When it comes to buying a home, we often have a choice to make: bigger or smaller? There are, of course, pros and cons to the size of house you choose, and what you end up with depends largely on your individual preferences and situation. How you utilize your space can contribute to the cost-benefit analysis. Here are some of the considerations as you make the choice between a small home and a large home:

Cost Savings with a Small Home

Lately, there has been a rash of articles about the benefits of having a small home. These articles point out that you can save money with a small home. Some of the cost savings that come with a small home include:


  • Less spent on utilities: Your smaller home needs less fuel for heat, and uses less electricity. If you are especially careful about your energy use, a small home can mean huge savings over a large home.
  • Lower property taxes: Unless your small home is sitting on a huge and valuable piece of land, you are likely to pay lower property taxes than if you had a large house. Smaller property = lower taxes.
  • Buy less: If you don’t have space to put stuff, you are less likely to buy it. Downsizing, for some, provides an excuse to get rid of the clutter that has accumulated over the years. And, once you have your small house, it can be an incentive to buy less to prevent the clutter from creeping back.

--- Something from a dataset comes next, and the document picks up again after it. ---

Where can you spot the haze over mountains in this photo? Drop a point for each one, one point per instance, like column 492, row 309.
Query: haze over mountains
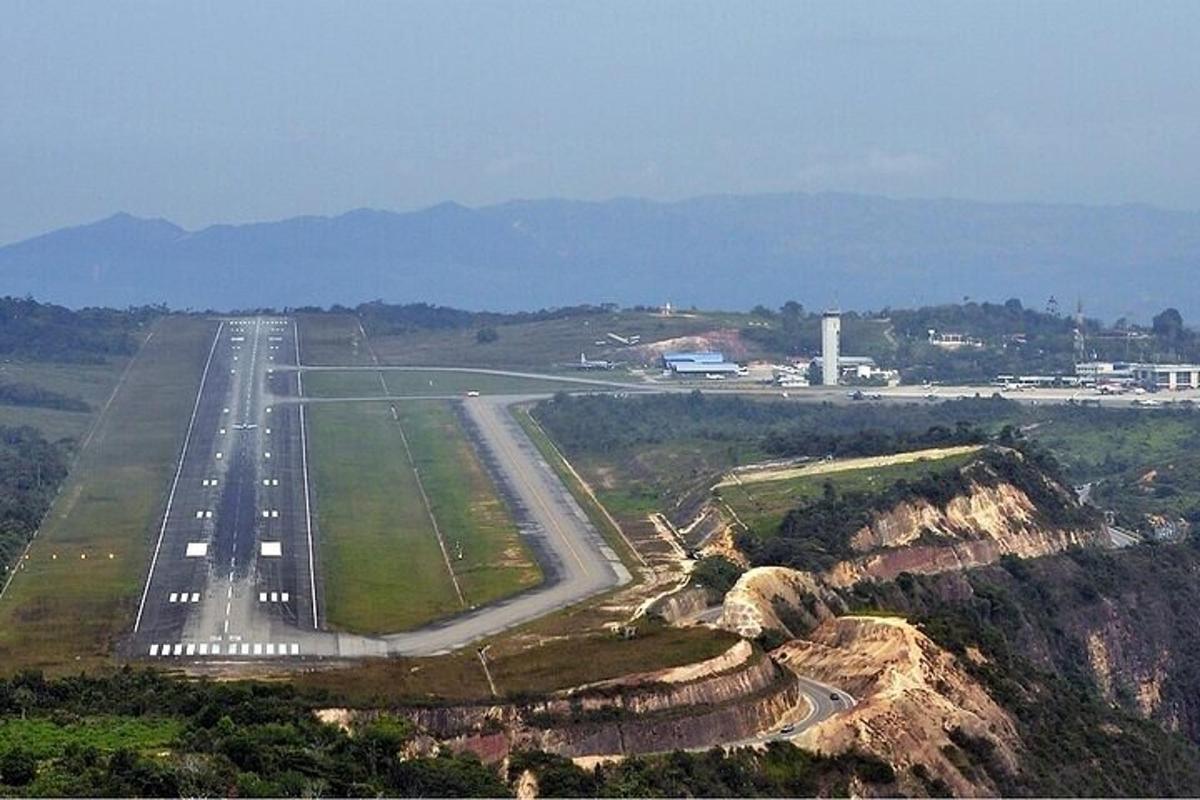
column 718, row 252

Of course, a small home means that you might not be able to entertain guests at your house, so you might have to go out more if your social life is important to you — and that could cost you.

Can You Save with a Large Home?

If you have a certain lifestyle, you can save money with a larger home. You might be surprised at some of the ways a larger home can save you money:

  • No need to pay for storage: If you aren’t willing to part with some of your stuff, you would need to pay for storage with a small home. When you have a larger home, though, there is ample room for your things — and no need to feel surrounded by clutter.
  • Frugal entertaining: Rather than going out, you can stay at home and entertain on a frugal budget. The same is true of family activities. A family might feel cramped in a small home, and look for ways to go out (and spend money on activities). A larger home allows for privacy, as well as comfort. Increased comfort might encourage more evenings in, rather than a desire to go out.
  • What about your home office?: If you work from home, a larger home that provides you with adequate workspace can be a money-saver. A smaller home may not have the space you need, and you might have to lease office space outside the home. A larger home means you save money on the lease, on the commute and in other areas.

Looking for Something That’s Just Right

Naturally, you want a home that fits your needs and your pocketbook. If you are ready to buy a home, consider the items that are most likely to be of importance to you. Many people are surprised to learn that my family of three resides in a four-bedroom home. After all, if my husband and I share a room, and my son has a room, there are two extra bedrooms. But one is used for my home office, and one is reserved for guests. We often have people stay with us — or even live with us for weeks at a time.

For us, a 1,700 square-foot home with four smallish bedrooms and larger common areas is what works. We have a home that is not too big, and not too small. It fits our ideas of comfort, while not being too costly (we spend about 20% of our monthly income on housing).

What do you think? What do you look for in a home?